Deux réacteurs nucléaires fermés au Japon, Fukushima est encore présent dans les mémoires

Le tribunal japonais a ordonné, ce mercredi, l’arrêt de deux réacteurs nucléaires de la centrale de Takahama pour des raisons de sûreté. 5 ans, presque jour pour jour après le drame de Fukushima, la question nucléaire est omniprésente dans les débats japonais. 

Les unités 3 et 4 de la centrale nucléaire de Takahama, dans l’ouest du pays, ont été arrêtées. Les deux réacteurs avaient pourtant été réactivés pendant trois mois, après avoir obtenu un accord technique mais aussi politique. Le tribunal japonais s’oppose ainsi à la décision du premier ministre Shinzo Abe. Celui-ci avait ordonné le rédamarrage des installations nucléaires japonaises.

Le drame de Fukushima toujours présent dans les esprits

Fukushima a laissé des traces importantes dans la mémoire des japonais. Seulement 5 ans après le drame, la question autour des réacteurs nucléaires est épineuse dans le pays. L’accident survenu le 11 mars 2011, à la suite d’un séisme et d’un tsunami, avait déclenché un accident nucléaire majeur. La décision du tribunal explique les peurs autour d’une nouvelle éventuelle catastrophe.

« À la lumière de l‘accident de Fukushima (…), il reste des interrogations sur les mesures de protection vis-à-vis d’un tsunami et concernant les plans d’évacuation » a souligné le juge, selon de propos rapportés par la chaîne publique NHK. Il a ensuite estimé : « On ne peut pas dire que la compagnie ait fourni suffisamment d’explications sur le plan de la sûreté. »

Le drame de Fukushima du 11 mars 2011. Source : Reuters

Le drame de Fukushima du 11 mars 2011. Source : Reuters

Une décision jugée « inacceptable » par l’exploitant

La bataille a duré un an. Les 29 plaignants étaient originaires de la préfecture de Shiga, limitrophe aux réacteurs de Takahama. Alors que les écologistes japonais se réjouissent de la décision du tribunal, la compagnie exploitante, Kansai Electric Power, ne l’apprécie guère.
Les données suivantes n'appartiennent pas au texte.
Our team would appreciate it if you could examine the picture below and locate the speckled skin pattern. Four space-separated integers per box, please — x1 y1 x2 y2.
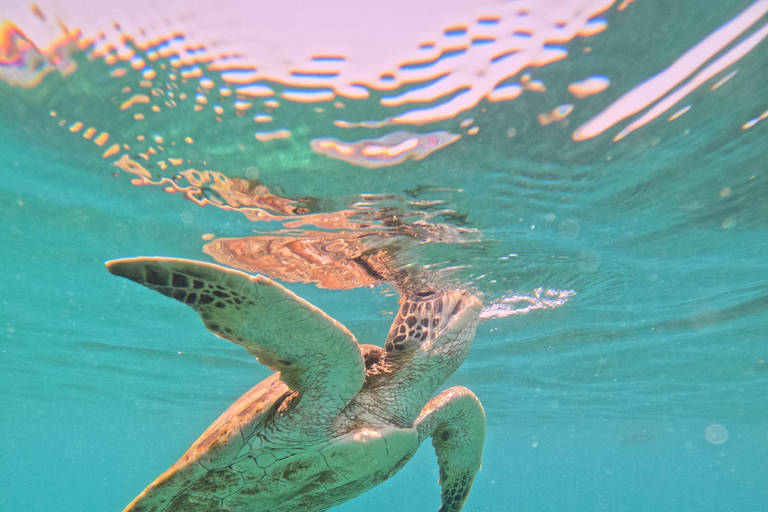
107 258 485 512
« Nous allons faire notre possible pour prouver la sûreté des réacteurs Takahama 3 et 4. » a même expliqué un pote-parole de la compagnie

Hisayo Takada, un responsable de l’organisation écologiste Greenpeace au Japon, a ensuite déclaré devant les caméras : « C’est une victoire qui fera date. »

« Le tribunal adresse ainsi un message clair au secteur nucléaire, une semaine après la décision de traduire en justice des ex-dirigeants de la compagnie exploitante de la centrale de Fukushima pour négligence professionnelle ayant entraîné l’accident » a-t-il ensuite ajouté.

L’unité 4 de Takahama avait été réactivée, fin février 2016, mais avait été victime d’un problème technique. Un arrêt inopiné de trois jours avait alors eu lieu.